Libya Declares Force Majeure οn Exports from Ports of Ras Lanuf, Es Sider

Tuesday, 16 December 2014

Libya's fragile oil sector recovery suffered further disruption at the weekend when state-owned NOC declared force majeure on exports from the major eastern ports of Es Sider and Ras Lanuf because of heavy fighting between armed groups in the area.

The ports -- with a combined export capacity of 560,000 b/d -- only resumed operations in August having been closed for more than a year after anti-government protesters occupied the terminals.

Libya succeeded in boosting production to 1 million b/d by the end of October, and NOC was hopeful of returning output to pre-crisis levels of around 1.5 million b/d by end-2014.

But first the major 340,000 b/d capacity Sharara field was closed in November because of security issues, and now exports are threatened from the country's largest and third-biggest ports.

"NOC has declared a state of force majeure at the ports of Es Sider and Ras Lanuf because of armed clashes in the area," it said in a statement posted to its website.

"A crisis team has been employed to ensure operations can be suspended and restarted safely. NOC and its subsidiaries are committed to working to maintain the equipment and the capacity of the country's oil," it said.

It added it was taking steps to keep operating staff, wells, pumps, piping and equipment in the area safe.

INDUSTRY REACTION

The oil price -- which has been in freefall in since mid-June -- was boosted Monday by the Libyan force majeure, and a likely fall in Libyan exports could breathe life back into the sweet crude market in the Mediterranean, traders said.

"The force majeure in Libya over the weekend may well revitalize the sweet crude market. Differentials have been under pressure, but they should recover a little bit," one trader said.

"I would imagine that there should be more interest in Mediterranean sweet grades from people who had been looking to take Libyan. The Es Sider and Ras Lanuf terminals are important, accounting for around half of Libyan exports," the trader said.

Shipping sources said that the force majeure at Es Sider and Ras Lanuf could force ships that have already been fully fixed to be diverted to other Libyan loading areas.

"For the moment I have not heard of ships already fixed being canceled, but no doubt charterers will look to redirect ships to workable load ports. Any ships that are currently on subjects from Es Sider and Ras Lanuf will probably fail," said a Mediterranean-based shipowner.

A trader added: "I'm not sure that charterers will want to wait in front of a Libyan port that is under force majeure. I know people who waited for 15 days at Libyan ports before they were able to load cargoes, and that was when there wasn't even a force majeure," the trader said.

Aframax freight rates on the cross-Mediterranean route, basis 80,000 mt, rose Worldscale 27.5 last week, largely due to a steady supply of cargoes from Libya.

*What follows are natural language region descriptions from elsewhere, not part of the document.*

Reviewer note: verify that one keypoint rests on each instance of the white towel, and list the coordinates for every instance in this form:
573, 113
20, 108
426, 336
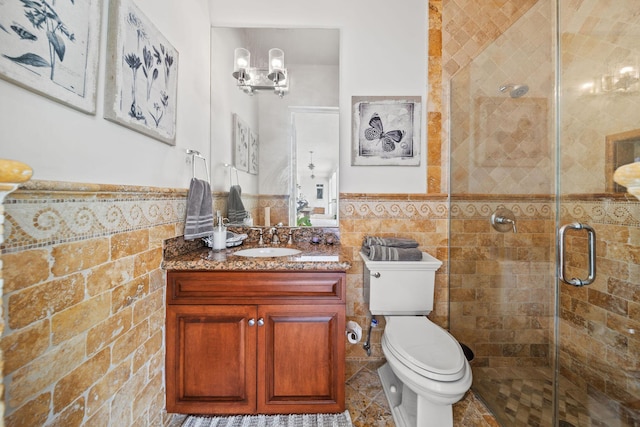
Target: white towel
199, 220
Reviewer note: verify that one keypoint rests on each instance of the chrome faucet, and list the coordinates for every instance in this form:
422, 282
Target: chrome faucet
275, 240
261, 242
290, 242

Shipping sources said the rising rates could be halted this week as a result of the reduction in Libyan supply.

"The force majeure at Es Sider and Ras Lanuf will inevitably take some steam out of the market," said a shipbroker.

AIR STRIKES

The Libyan air force launched air strikes Saturday near Es Sider to stop the advance of the Islamist fighters closing in on the port and the surrounding area.

The air raids were followed by clashes on the ground that tapered off in the evening only to resume again Sunday, AFP reported.

Libya currently has two rival administrations claiming legitimacy and vying for power over the oil sector, the life blood of the economy.

Production had been running at some 700,000 b/d -- half the country's capacity -- before the force majeure at Es Sider and Ras Lanuf was declared.

Prime Minister Abdullah al-Thani, who leads the Tobruk-based government, was elected in June and has gained the recognition of the international community.

The capital, Tripoli, is now under the control of an Islamist-led coalition, under rival Prime Minister Omar al-Hassi, backed by the powerful Libya Dawn militia.

To gain greater control of Libya's income from crude oil exports, the Tobruk government announced Sunday that it is planning major changes to the oil revenue payment system.

Payments will no longer go through the central bank in Tripoli. These accounts will be closed, Al-Thinni told the Al-Arabiya news station.

Instead, NOC will have to rely on international banks.